Casualties of the Cold War

Casualties of the Cold War

Casualties of the Cold War

Review compensation program for nuclear-arms plant workers

Donald Gabel’s service to his country did not occur on a battlefield. It happened at the Rocky Flats nuclear weapons plant outside Denver.

His job, as The Washington Post recounted in a recent story, involved climbing a furnace several times a day. When he reached the top, his head was within inches of a pipe emitting radioactive exhaust.

When Gabel died of a rare type of brain cancer in 1980 at the age of 29, his widow sought compensation from the federal government. She and their three children were given $15,000 — and a multitude of reasons why more would not be forthcoming.

Some of records from his 10 years on the job were missing. The pipe had been replaced, making radiation tests impossible. And scientists investigating the case had lost most of Gabel’s brain tissue, making it difficult to assess plutonium levels.

In the end, The Post reports, Gabel’s family was told that a government computer had calculated that there was only a 41.73 percent chance that his death was connected to his work. Only.

Sadly, the percentages are decidedly against people who worked in hazardous jobs at similar plants around the country. Since 2000, the government has denied compensation on 60 percent of the 72,000 claims reviewed thus far. Another 32,000 cases are still being assessed — and many have been under review for several years.

Congress and the Bush administration should re-examine the compensation program, which was set up to speed aid to people exposed to radiation and toxic chemicals at arms plants during the Cold War.
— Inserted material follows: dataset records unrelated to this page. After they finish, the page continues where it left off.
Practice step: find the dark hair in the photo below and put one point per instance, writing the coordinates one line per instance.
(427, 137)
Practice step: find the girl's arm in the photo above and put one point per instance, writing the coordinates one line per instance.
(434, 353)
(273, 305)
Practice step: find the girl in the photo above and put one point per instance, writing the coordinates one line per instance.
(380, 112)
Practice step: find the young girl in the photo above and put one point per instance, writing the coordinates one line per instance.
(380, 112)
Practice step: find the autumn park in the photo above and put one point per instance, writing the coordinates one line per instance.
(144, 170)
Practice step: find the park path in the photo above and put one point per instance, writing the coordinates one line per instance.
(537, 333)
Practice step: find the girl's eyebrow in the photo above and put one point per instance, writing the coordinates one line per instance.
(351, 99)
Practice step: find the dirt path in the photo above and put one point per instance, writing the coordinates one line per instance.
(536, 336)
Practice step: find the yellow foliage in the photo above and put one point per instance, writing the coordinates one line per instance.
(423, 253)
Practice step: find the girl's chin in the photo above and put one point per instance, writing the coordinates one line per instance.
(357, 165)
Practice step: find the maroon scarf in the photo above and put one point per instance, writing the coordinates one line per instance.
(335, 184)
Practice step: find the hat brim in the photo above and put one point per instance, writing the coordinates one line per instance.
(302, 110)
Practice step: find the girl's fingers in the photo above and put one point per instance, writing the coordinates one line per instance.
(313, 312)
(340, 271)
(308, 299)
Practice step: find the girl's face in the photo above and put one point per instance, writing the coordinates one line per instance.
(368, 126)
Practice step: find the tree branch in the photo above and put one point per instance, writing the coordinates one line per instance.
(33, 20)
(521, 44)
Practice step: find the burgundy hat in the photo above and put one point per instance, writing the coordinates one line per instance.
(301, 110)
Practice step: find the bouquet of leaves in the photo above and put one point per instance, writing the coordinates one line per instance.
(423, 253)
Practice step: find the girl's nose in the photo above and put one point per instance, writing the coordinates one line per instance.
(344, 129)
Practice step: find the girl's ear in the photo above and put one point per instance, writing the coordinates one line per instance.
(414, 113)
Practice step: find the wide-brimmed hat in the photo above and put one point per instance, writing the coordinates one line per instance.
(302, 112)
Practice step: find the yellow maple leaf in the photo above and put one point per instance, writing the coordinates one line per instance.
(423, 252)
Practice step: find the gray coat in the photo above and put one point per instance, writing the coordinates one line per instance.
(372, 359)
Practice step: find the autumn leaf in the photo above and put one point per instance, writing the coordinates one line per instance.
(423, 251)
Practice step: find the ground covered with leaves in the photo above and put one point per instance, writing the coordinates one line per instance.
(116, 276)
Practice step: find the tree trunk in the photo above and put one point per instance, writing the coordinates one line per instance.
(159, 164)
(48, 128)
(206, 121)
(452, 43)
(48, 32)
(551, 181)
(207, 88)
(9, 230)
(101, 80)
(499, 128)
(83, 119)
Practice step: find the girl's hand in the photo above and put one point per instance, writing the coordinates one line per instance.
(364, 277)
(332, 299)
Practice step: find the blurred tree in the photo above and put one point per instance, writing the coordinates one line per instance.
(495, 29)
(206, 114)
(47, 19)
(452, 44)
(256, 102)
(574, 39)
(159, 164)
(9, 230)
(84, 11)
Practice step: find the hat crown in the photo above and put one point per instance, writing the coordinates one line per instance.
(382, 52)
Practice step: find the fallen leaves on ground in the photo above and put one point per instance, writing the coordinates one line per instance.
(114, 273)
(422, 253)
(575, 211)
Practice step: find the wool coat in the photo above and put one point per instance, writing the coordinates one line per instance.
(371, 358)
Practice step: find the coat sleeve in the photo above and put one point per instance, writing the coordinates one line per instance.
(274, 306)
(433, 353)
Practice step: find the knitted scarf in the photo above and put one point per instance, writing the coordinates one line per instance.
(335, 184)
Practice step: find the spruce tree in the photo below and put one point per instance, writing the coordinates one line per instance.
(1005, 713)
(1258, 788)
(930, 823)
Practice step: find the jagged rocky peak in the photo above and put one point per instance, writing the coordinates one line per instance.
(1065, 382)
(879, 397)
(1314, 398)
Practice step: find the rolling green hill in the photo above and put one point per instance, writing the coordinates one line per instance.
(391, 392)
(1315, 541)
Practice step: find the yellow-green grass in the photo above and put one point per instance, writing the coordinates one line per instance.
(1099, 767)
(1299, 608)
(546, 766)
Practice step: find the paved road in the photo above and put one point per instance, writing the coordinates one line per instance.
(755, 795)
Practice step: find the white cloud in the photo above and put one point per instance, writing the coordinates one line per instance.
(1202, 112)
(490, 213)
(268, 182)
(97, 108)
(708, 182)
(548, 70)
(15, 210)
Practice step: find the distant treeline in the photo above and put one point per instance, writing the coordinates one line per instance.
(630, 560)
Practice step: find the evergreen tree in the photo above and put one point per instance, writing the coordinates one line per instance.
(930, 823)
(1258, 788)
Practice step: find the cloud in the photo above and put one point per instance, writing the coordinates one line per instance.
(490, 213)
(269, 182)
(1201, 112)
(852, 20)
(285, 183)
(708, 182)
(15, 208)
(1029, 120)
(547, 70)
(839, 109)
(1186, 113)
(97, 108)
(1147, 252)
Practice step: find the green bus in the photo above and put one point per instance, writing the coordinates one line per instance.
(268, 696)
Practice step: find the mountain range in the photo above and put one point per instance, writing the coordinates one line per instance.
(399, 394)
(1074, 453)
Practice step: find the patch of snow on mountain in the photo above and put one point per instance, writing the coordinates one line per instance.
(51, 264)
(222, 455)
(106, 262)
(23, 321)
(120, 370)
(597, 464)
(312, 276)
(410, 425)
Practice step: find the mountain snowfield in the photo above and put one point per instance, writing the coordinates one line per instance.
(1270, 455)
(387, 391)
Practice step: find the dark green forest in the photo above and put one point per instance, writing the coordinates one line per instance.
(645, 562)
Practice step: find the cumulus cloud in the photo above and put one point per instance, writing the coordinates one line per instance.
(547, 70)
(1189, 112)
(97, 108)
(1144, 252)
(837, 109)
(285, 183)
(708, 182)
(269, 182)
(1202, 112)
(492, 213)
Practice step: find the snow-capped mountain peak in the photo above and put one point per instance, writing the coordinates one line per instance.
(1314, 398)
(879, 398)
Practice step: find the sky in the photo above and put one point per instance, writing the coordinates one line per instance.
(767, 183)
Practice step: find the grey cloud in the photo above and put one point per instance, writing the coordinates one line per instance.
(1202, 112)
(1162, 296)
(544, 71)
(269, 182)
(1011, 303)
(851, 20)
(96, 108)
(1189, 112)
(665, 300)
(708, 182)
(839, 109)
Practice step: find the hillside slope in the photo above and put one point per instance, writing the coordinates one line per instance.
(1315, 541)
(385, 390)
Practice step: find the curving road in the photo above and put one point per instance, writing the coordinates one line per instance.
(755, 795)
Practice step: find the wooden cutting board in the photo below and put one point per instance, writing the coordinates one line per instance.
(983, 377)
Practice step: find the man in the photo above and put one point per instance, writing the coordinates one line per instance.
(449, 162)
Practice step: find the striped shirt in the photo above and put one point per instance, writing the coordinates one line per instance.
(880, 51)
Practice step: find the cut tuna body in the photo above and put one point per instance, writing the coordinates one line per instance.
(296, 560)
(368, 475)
Among those eligible for aid are former workers at a now-defunct weapons and aircraft plant in Tallevast, near the Manatee-Sarasota county line. Many people have reported illnesses stemming from their work with beryllium, a metal known to cause an incurable lung disease and other ailments.

To a degree, the compensation program has worked. Roughly $2.6 billion has been paid out, The Post reported. But the Gabel case and others like it raise serious doubts.

As a rule, officials should not approve claims without sufficient medical evidence. On many claims, however, records apparently are missing or tests cannot be conducted because the plant has been refitted or closed. Is it fair to judge those cases by current standards, which call for a 50 percent chance that the job caused the illness?

The U.S. government has a moral obligation to take care of these workers and their families, just as it looks out for military veterans and their loved ones.